The Critical Mass of Social Change: Northern Ireland Integrated Education

Doctoral Dissertation
Jennifer Magee
Sandra Cheldelin
Committee Chair
Daniel Druckman
Committee Member
Lisa Gring-Pemble
Committee Member
The Critical Mass of Social Change: Northern Ireland Integrated Education
Publication Date:April 24, 2006
Topics: Education
Pages:350
Download: Proquest
Abstract

The questions of why and how some individuals engage in collective action to challenge the status quo and existing social norms has been explored by Emile Durkheim (1933, 1951, 1954), Charles Tilly (1978), Max Weber (1972), and others who have applied their respective frameworks to a variety of case studies in different social and historical contexts. In the collective action, social change and social movement literature, as well as writings on both violent and nonviolent revolutions, theorists have answered their queries by considering multiple variables that motivate and persuade individuals to join a collective and enable such collectives to be successful in pursuit of stated goals. Inspired by Marcel Proust (1871 - 1922) insightful words, “The real voyage of discovery consists not in seeking new landscapes, but in having new eyes,” in this dissertation I offer the reader “new eyes” — a conflict transformation perspective— for reviewing these familiar questions in a much-studied conflict setting, Northern Ireland.

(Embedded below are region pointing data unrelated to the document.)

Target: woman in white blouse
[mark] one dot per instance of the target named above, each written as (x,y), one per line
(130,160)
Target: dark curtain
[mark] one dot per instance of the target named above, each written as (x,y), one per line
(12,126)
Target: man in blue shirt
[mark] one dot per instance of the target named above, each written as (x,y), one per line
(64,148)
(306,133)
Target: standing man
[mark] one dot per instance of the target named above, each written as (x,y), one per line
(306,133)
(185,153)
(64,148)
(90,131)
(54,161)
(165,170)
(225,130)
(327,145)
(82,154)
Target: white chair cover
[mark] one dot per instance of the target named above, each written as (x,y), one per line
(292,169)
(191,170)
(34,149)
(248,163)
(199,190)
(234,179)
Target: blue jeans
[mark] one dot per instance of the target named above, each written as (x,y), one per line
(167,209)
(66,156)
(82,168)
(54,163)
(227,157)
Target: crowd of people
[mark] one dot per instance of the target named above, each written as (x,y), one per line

In some instances, collective action can create conditions in which social change takes place. Indeed, in situations where direct, structural and cultural violence has beset divided societies— such as in the history of Northern Ireland— social change is a necessary part of conflict transformation (Jeong, 2000). However, the empirical link between collective action and conflict transformation, while crucial to understanding the relationship between peace and social change, is yet thin. The purpose of this study was to flesh out the connection between collective action and conflict transformation using the Northern Irish school integration as an example. I have found that critical mass is the empirical key to understanding the link between collective action and conflict transformation. Understanding the composition and nature of critical mass— how and why it forms, stages of its development, its functions and how it succeeds— falls within the purview of this study.